Green spaces degradation warning from head of Royal Geographical Society

Britain's green spaces have been massively degraded, the president of the Royal Geographical Society (RGS) has said.

Although more than 98% of Great Britain has not been built on, farming for wind and sun and the planning of motorways and heavy utilities have changed the natural environment, geographer Nicholas Crane added.

He said the landscape imagined by historian William Hoskins in his seminal writing of the 1950s had changed dramatically.

Mr Crane said: "The real problem we are facing is not that we have not got lots of green space left, it is that it is massively degraded in terms of quality. So a lot of our green space is not very useful.

"We are farming now for wind and we are farming now for sun as well as for crops so the countryside has changed so green space does not mean the kind of green space, the countryside that (William George) Hoskins imagined for example back in the '50s, would have regarded as green space when he wrote The Making Of The English Landscape."

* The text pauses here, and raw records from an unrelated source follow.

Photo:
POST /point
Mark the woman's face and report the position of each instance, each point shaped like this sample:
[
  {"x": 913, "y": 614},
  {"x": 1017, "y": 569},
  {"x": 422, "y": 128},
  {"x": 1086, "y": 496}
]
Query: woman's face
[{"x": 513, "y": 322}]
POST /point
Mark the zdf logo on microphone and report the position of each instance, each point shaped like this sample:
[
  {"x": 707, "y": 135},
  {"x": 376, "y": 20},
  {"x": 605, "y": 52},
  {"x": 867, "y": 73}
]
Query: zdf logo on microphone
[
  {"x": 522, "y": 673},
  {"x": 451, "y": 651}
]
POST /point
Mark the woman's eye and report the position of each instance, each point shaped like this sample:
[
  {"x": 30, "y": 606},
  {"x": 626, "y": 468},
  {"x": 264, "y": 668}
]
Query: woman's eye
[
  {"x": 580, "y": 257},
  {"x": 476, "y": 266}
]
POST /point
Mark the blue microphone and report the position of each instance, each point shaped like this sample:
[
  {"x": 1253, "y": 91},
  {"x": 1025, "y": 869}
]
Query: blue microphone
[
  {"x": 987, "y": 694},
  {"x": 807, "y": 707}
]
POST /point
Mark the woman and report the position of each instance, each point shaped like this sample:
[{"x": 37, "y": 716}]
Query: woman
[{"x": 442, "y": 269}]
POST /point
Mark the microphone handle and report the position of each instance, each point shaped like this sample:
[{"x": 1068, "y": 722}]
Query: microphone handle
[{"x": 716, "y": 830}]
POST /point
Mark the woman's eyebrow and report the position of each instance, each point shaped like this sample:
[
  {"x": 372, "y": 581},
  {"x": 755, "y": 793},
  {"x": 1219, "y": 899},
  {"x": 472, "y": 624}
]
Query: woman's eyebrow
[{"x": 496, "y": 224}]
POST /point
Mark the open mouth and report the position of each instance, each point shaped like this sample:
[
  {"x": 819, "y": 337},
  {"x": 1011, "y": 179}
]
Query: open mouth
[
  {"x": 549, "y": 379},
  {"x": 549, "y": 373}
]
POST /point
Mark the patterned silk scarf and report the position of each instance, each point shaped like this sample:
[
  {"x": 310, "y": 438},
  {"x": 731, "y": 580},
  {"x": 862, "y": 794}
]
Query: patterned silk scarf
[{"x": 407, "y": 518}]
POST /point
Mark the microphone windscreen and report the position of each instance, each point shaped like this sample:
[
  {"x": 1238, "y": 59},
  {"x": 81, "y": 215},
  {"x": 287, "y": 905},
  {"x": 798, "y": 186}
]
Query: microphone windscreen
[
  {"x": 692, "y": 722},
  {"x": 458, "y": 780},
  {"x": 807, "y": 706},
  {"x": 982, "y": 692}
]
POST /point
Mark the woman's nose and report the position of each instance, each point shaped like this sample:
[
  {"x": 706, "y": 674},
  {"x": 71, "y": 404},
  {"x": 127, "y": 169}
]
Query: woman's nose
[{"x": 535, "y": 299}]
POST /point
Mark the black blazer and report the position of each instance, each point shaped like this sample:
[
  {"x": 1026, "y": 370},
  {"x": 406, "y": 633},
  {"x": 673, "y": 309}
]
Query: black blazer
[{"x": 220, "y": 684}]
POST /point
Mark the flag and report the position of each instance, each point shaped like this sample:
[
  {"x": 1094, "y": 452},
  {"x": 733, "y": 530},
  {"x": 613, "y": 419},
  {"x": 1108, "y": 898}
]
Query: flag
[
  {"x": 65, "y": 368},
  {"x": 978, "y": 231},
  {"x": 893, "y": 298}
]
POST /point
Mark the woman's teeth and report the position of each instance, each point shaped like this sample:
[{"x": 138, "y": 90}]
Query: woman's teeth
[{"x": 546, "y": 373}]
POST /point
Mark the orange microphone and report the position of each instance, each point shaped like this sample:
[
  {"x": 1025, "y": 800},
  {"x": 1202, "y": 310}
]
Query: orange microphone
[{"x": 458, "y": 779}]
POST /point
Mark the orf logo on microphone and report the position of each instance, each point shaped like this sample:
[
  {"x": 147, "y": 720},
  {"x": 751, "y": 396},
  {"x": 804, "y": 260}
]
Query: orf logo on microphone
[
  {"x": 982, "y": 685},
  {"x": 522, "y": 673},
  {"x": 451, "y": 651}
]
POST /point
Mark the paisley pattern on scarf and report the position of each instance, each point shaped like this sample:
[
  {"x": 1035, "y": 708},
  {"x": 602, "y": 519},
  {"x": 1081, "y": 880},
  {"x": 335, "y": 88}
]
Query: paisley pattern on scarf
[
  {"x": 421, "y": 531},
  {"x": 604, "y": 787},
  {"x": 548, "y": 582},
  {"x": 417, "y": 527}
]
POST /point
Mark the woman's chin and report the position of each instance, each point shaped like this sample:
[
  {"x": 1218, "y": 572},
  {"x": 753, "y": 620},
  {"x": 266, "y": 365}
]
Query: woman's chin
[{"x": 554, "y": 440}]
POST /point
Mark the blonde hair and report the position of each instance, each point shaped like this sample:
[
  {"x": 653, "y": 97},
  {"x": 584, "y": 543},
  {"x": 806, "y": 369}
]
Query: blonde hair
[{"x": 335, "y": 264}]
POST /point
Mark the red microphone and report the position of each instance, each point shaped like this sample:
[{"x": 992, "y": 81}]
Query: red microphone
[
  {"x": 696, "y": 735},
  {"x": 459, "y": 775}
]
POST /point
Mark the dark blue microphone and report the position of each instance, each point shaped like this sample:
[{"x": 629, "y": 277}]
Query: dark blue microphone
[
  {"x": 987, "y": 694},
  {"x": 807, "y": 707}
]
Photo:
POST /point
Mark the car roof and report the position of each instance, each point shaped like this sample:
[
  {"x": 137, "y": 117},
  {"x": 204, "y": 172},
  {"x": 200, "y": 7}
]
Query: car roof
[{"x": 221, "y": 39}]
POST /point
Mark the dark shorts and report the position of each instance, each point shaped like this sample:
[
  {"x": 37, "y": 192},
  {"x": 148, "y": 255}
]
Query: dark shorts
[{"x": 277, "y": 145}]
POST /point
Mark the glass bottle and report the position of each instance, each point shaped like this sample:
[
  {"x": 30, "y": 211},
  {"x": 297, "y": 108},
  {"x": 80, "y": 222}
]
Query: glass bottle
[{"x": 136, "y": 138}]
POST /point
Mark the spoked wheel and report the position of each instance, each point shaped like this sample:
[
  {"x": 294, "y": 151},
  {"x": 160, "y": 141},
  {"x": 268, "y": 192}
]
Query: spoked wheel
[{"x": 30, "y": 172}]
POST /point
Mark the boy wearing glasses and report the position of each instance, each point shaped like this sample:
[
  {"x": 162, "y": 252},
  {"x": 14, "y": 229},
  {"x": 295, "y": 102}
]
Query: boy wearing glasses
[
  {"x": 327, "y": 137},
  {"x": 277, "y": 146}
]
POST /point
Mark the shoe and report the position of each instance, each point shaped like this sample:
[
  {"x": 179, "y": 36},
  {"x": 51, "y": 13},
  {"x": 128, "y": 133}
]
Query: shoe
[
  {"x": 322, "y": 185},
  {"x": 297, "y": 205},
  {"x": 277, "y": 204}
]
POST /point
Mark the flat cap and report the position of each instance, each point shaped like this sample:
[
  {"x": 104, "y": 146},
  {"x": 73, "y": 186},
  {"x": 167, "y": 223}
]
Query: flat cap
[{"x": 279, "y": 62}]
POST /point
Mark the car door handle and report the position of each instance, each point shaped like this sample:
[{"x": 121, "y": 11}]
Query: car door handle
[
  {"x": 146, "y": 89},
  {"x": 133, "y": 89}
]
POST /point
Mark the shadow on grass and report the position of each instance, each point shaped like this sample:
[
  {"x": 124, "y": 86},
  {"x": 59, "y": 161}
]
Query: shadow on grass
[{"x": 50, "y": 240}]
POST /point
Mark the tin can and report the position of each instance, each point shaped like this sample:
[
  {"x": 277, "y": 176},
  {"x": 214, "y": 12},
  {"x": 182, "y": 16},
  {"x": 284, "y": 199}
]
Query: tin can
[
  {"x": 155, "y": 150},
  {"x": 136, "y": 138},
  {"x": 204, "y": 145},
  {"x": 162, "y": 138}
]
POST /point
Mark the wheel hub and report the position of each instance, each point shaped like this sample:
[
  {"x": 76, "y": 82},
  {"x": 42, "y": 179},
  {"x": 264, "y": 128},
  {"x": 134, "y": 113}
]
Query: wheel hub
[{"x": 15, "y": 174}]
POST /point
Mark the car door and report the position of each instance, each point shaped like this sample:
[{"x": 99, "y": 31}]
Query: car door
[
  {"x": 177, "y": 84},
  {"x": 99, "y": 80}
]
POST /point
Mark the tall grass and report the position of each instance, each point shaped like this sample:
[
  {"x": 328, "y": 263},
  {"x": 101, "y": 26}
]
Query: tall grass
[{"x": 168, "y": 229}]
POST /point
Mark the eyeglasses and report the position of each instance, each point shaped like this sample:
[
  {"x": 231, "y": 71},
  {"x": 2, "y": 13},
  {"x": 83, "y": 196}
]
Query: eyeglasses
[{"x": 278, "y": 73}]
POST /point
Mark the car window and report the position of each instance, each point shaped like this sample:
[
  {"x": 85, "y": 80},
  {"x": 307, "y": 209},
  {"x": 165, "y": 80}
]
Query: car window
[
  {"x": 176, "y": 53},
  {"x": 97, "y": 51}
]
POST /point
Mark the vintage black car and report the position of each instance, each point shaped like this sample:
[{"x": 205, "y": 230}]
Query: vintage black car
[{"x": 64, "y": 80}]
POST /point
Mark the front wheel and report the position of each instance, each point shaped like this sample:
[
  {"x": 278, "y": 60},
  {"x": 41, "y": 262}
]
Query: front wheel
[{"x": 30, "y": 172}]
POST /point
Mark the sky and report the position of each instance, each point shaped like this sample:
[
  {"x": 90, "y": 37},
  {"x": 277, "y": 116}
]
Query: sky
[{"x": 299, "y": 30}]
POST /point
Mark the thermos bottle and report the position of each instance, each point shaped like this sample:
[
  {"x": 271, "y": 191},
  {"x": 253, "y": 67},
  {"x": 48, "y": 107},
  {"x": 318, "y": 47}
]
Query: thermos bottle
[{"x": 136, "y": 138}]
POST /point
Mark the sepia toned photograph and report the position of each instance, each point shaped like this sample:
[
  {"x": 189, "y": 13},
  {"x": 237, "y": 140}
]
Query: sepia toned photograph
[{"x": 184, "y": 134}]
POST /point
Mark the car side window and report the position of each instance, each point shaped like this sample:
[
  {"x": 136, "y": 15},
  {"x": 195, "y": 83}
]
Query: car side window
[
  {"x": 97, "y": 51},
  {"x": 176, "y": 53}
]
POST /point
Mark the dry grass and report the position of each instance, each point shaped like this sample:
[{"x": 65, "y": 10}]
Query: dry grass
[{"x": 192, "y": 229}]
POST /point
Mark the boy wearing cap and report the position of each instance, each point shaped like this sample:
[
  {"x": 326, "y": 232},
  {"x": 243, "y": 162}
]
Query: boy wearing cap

Mr Crane has recently written a book entitled The Making Of The British Landscape which ranges from the Ice Age to the present. His Bafta-winning BBC Two TV series Coast has been hugely successful.

The broadcaster told a meeting of the RGS's Northern Ireland branch the definition of a green space had changed.

"It is massively degraded. I personally think the real imperative now is to improve the quality of this majority of green space that we have.

"It has a lot to do with looking after the soil quality, because we are growing crops on it, thinking very hard about building on green field sites and improving access to green space and taking care of things like run off and erosion."

As part of the Campaign to Protect Rural England, he previously argued that building on green field sites in the countryside - remote from jobs, services and public transport hubs - was no solution to the needs of an expanding population.

"It's not a sustainable, or a resilient, option."

He added: "It's time we revalued urban living as one of our most environmentally-friendly habits.

"Urbanisation is a positive trend; it minimises our impact on the planet.

"'Density,' as the UN Population Fund put it recently, 'is potentially useful.'

"Public transport, shared housing, jobs and so on are more available in towns and cities than they are in villages. Urbanisation concentrates human impacts into confined areas, with lower per capita carbon footprints."